Aber wir sehen nicht die Kämpfe, Tränen und schlaflosen Nächte. Die Selbstzweifel, die auch die andere Person hat.
Niemand postet: „Heute habe ich wieder stundenlang geweint, weil ich mich so einsam fühle.“ Niemand zeigt die Risse hinter der perfekten Fassade.
Beispiel Business-Aufbau: Gleiche Zeit, völlig andere Themen
Komm, ich gebe dir ein konkretes Beispiel aus meiner Arbeit.
Zwei Frauen starten ungefähr zur gleichen Zeit ihr Business. Beide wollen Menschen begleiten und netzwerken. Beide brennen für ihre Arbeit.
Nach zwei Jahren:
Frau A verdient bereits ein volles Gehalt im Monat und gibt bereits ihren bisherigen Job auf. Sie hat volle Programme. Hunderte Follower. Alles läuft.
Frau B verdient noch kaum was im Monat. Sie kämpft, zweifelt und vergleicht sich mit Frau A und fühlt sich wie eine komplette Versagerin.
Aber schau mal genauer hin.
Frau A hatte vor ihrem Business-Start:
- Viele Jahre Erfahrung in der Online Welt und im Marketing
- Ein bestehendes Netzwerk von 1200+ Kontakten
- Keine Kinder
Frau B hatte:
- Keine Business-Erfahrung
- Kein großes Netzwerk
- Zwei kleine Kinder
- Einen Partner, der skeptisch ist
Und jetzt kommt’s:
Frau A’s Seelenthema ist nicht Business-Aufbau. Ihr Thema ist Verletzlichkeit und echte Verbindung. Sie kämpft mit massiven Bindungsängsten und sabotiert jede tiefe Beziehung.

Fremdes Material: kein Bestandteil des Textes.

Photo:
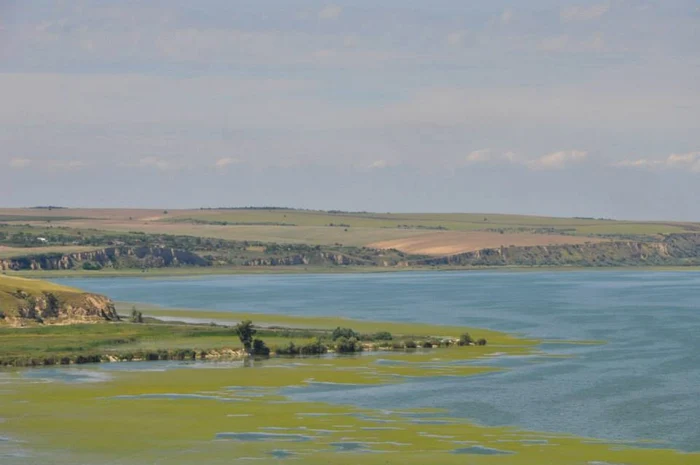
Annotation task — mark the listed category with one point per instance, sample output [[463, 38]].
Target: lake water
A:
[[643, 383]]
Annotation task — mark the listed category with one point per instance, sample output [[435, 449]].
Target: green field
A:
[[205, 413]]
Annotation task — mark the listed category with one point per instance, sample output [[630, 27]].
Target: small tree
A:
[[136, 316], [465, 340], [260, 348], [345, 345], [245, 332], [347, 333], [383, 336], [52, 306]]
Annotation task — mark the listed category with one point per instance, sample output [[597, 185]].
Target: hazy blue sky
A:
[[550, 107]]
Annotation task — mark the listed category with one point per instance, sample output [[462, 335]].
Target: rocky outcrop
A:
[[110, 257], [21, 307], [316, 258]]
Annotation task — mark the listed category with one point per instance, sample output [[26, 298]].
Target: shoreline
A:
[[252, 271]]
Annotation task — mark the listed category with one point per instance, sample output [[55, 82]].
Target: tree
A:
[[136, 316], [347, 333], [52, 306], [383, 336], [345, 345], [245, 332], [260, 348], [465, 340]]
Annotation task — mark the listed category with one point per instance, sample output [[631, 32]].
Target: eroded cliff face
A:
[[675, 249], [110, 257]]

Frau B’s Seelenthema ist genau Business-Aufbau und alles was dazu gehört: Vertrauen in sich selbst finden, sichtbar werden, ihre Stimme erheben. Und genau deswegen ist es für sie so herausfordernd. Weil sie genau das lernen soll.
Siehst du den Unterschied?
Was „Erfolg“ wirklich bedeutet – und warum deine Definition falsch sein könnte
Hier ist die Frage, die alles verändert:
Woran misst du „Erfolg“?
An Geld? An Followern? An Anerkennung und Bewunderung?
Oder vielleicht doch an etwas anderem?
Was, wenn Erfolg bedeutet:
- Dass du jeden Tag ein bisschen mehr du selbst wirst
- Dass du deine Ängste konfrontierst
- Dass du dich traust, sichtbar zu werden
- Dass du deine Authentizität lebst
Vielleicht bist du dann schon erfolgreicher als die Person, die nach außen „weiter“ ist.
Vielleicht hast du schon mehr gelernt, mehr Wachstum erfahren und mehr von deiner Seelenaufgabe erfüllt.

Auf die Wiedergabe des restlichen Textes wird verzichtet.